Because the exits in and out of a realm are restricted, it is much easier for a builder to separate a realm from the rest of the MOO, and differentiate the characteristics of that realm from other metaphors used in other realms. For example, one can make the entrance to their realm a series of rooms that gradually acclimate the exploring digger to the realm as they are entering, and let them know they are leaving if they start to head out. Tari Fanderclai has used this technique at Connections with a great deal of success.

Realms also allow common spaces to be created easily and "firewalled" from the rest of the MOO, and managed by a group of a few selected builders. For example, in MOOville, the central classroom space is managed by the non-wizard characters of the administrators and a few other volunteers. Those people are the only ones allowed to alter that area -- but that's an improvement over past situations, where the permission of one person was required, and it took careful prearrangement to work together. With realms, collaboration can be much more asynchronous.

Does the implementation of realms affect navigation?

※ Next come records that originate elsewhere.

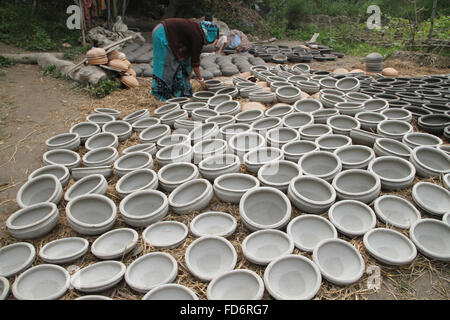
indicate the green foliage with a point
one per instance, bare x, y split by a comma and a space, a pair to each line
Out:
6, 62
102, 89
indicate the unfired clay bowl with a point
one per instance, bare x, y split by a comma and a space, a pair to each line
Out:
142, 208
99, 276
431, 198
150, 271
263, 246
352, 218
15, 258
209, 257
91, 214
339, 262
42, 282
64, 250
396, 211
236, 285
308, 230
292, 277
390, 246
165, 234
191, 196
115, 244
264, 208
170, 291
432, 238
213, 224
34, 221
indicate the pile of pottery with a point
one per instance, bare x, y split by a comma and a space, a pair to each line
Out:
303, 53
115, 61
334, 154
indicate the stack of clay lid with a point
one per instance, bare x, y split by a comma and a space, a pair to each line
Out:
129, 81
97, 56
118, 65
374, 62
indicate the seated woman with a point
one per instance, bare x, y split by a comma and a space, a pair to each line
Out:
234, 40
177, 44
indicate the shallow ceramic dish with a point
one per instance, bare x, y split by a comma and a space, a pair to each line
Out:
59, 171
143, 147
211, 223
122, 129
165, 234
100, 157
4, 288
208, 148
131, 162
431, 198
292, 277
278, 174
42, 282
173, 139
215, 166
308, 230
394, 173
175, 174
114, 244
390, 247
310, 194
91, 214
356, 184
431, 238
245, 142
92, 184
232, 186
34, 221
264, 208
332, 142
418, 139
99, 276
396, 211
143, 124
295, 150
170, 291
355, 157
394, 129
154, 133
352, 218
339, 262
101, 140
236, 285
67, 158
263, 246
15, 258
430, 162
321, 164
43, 188
191, 196
142, 208
69, 141
85, 130
64, 250
150, 271
314, 131
390, 147
256, 158
138, 180
209, 257
204, 132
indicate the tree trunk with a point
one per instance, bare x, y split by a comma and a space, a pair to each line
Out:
433, 14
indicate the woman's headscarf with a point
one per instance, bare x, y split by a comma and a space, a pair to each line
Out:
211, 31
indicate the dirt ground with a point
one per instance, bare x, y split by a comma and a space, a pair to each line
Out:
34, 107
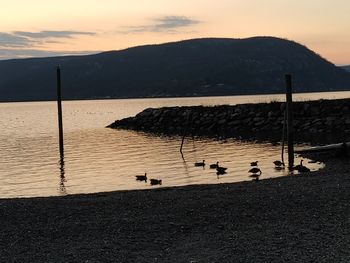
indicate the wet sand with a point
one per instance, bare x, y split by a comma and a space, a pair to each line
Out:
300, 218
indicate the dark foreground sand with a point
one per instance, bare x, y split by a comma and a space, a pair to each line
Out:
292, 219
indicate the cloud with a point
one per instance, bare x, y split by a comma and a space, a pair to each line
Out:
29, 39
51, 34
11, 40
27, 53
168, 24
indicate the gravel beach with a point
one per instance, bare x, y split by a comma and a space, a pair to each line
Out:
299, 218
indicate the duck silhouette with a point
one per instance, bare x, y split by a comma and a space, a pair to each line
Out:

To the end user, realms are transparent -- the casual MOO traveler doesn't see anything different when moving from realm to realm, except a "realm_arrive" message if it is set. In fact, even those who are digging need not know the gory details about realms, nexuses, and the like -- they need only know where they can dig, and how to get there.

It would also possible to enact a proposed "pod" topology, with realms in the same MOO not connected to each other, but self-contained units, in effect creating several small MOOs within one MOO. Many instructors at UF have looked for some level of this capability in order to customize their spaces, but I think that if used properly, realms could be used for even more customization, with groups of students attached to one realm and one realm only.

What does realms do for management?

For management purposes, realms make the removal of classrooom spaces very easy because problematic exits are seldom created in a realmed MOO. In the old MOOville, without realms, one of the problems we faced was locating student work spread out over a wide number of objects, and counting on the ownership of the object to be indicative of whether or not it should be recycled.